Featured in International Development Planning Review 45.1: Between the village and the city: the in-betweenness of rural young people in East Indonesia

The editors of International Development Planning Review (IDPR) have selected the following paper as the Featured Article in IDPR 45.1.

This paper will be free to access for a limited time:

‘Between the village and the city: the in-betweenness of rural young people in East Indonesia’ by Jessica Clendenning.

When asked to describe the paper and highlight its importance, the author stated the following:

‘Between the village and the city: the in-betweenness of rural young people in East Indonesia’ examines the consequences of rural young people’s changing aspirations. Markedly different from their parents’ generations is how many rural youth desire to pursue university degrees and ‘modern’ work in larger cities. While we know greater access to education, technology and mobility influence rural young people’s aspirations and agency, we know less about why rural youth aspire in similar ways, and what these changes bring for  their natal villages. Drawing on household survey and ethnographic interview data, I show how shared ideas about ‘success’ for the future push many young people from poor and middle-income households into similar pathways for university education and work.

I use the lenses of doxa, habitus and emergent aspirations to study how rural young people’s aspirations are made, shared and altered.  These concepts and data illustrate why rural young people’s capacity to aspire remains heavily informed by place, and help to explain why many young people pursue the same, but limited, educational pathways. They also show that aspirations emerge and change as young people move between rural and urban worlds and gain experiences from each.

The consequences of rural young people’s changing aspirations were felt in several ways in the village. Socially, many educated or ‘urbanised’ youth were seen as ‘gengsi’, or as having superior attitudes because they had grown to look down upon farm work. The combination of superior attitudes and a shared doxa for migrating out of the village for ‘modern’ work caused physical changes in the village, such as more youth, and particularly males, leaving for cities. What is new about these trends is in terms of the pace, scale and extent of change.  Compared to their parents’ generation, the logics of aspiring influenced many more young people, whether from relatively rich or poor families, not to farm. Instead, many youth spent years away from the village to pursue higher education and experience city life.
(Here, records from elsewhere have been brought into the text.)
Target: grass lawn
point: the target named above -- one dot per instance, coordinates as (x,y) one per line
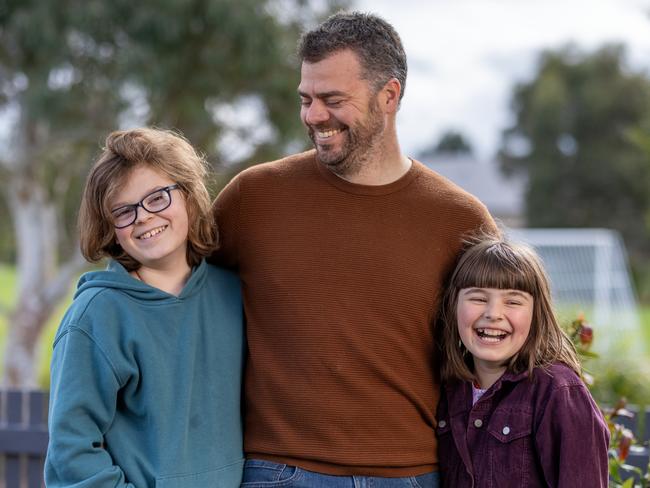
(7,298)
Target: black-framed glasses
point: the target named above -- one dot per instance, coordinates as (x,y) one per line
(154,202)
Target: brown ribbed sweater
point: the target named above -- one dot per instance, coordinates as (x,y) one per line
(341,283)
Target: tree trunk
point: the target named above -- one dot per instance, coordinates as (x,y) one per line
(41,283)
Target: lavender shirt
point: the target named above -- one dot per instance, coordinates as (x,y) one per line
(543,432)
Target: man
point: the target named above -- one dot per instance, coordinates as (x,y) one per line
(342,252)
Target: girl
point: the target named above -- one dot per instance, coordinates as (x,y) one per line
(146,368)
(514,411)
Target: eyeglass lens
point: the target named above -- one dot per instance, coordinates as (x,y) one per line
(152,203)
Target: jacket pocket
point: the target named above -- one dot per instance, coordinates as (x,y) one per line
(450,463)
(510,449)
(228,476)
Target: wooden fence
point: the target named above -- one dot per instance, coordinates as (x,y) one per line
(23,438)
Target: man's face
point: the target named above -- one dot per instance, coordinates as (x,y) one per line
(340,111)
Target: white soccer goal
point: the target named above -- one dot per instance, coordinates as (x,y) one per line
(588,270)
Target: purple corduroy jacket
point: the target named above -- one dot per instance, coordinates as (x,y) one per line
(545,431)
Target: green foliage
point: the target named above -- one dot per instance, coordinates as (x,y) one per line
(621,438)
(77,69)
(580,136)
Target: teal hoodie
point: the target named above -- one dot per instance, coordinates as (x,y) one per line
(145,386)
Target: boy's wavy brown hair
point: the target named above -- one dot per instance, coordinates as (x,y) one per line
(164,151)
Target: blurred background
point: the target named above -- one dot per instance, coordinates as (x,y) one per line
(539,107)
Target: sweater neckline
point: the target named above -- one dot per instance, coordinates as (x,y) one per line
(372,190)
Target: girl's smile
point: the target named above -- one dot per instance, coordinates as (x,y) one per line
(493,324)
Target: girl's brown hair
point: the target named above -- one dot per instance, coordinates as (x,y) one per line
(492,262)
(164,151)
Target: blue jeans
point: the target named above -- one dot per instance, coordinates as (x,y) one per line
(267,474)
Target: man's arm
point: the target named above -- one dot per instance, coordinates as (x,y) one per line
(226,211)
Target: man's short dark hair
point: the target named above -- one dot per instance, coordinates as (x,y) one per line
(370,37)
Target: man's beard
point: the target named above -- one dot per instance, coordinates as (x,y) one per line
(361,142)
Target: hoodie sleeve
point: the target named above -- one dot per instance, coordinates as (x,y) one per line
(226,210)
(84,387)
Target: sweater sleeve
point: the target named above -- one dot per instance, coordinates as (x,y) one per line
(83,394)
(572,440)
(226,209)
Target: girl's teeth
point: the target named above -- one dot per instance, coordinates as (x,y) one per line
(152,233)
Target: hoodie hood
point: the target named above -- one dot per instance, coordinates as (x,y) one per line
(117,277)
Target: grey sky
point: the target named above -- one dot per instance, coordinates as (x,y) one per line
(466,55)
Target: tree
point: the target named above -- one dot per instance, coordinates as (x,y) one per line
(576,137)
(73,70)
(452,143)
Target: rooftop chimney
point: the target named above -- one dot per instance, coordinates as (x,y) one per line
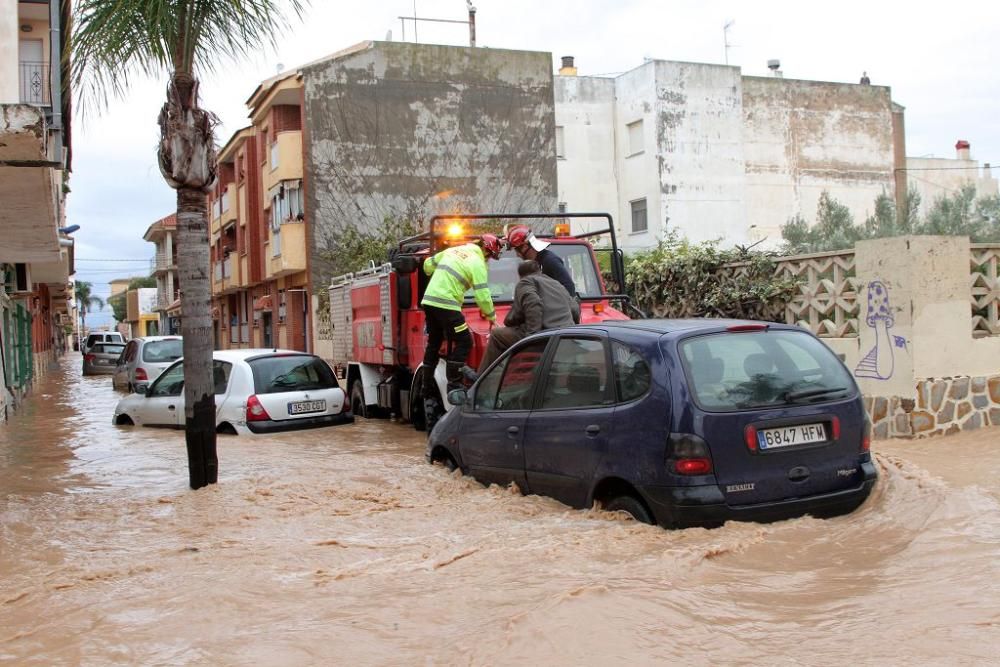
(568,68)
(962,149)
How one views the influence of education and migration on rural young people means regarding what these decisions have meant for youth’s lives in the short and long-term. Short-term patterns saw greater education and migration adding to young people’s sense of self, family and peer relationships. Longer-term patterns saw how working and living in the city seemed to lose its appeal to youth as daily life became more expensive and difficult. A troubling outcome of these educational trends is that many youth felt stuck between urban and rural worlds. This was largely because of the instability of urban work, and the inexperience in rural work. The greater concern then is that, even with more education and its promises for social mobility, rural young people’s futures remain precarious in rural and in urban areas.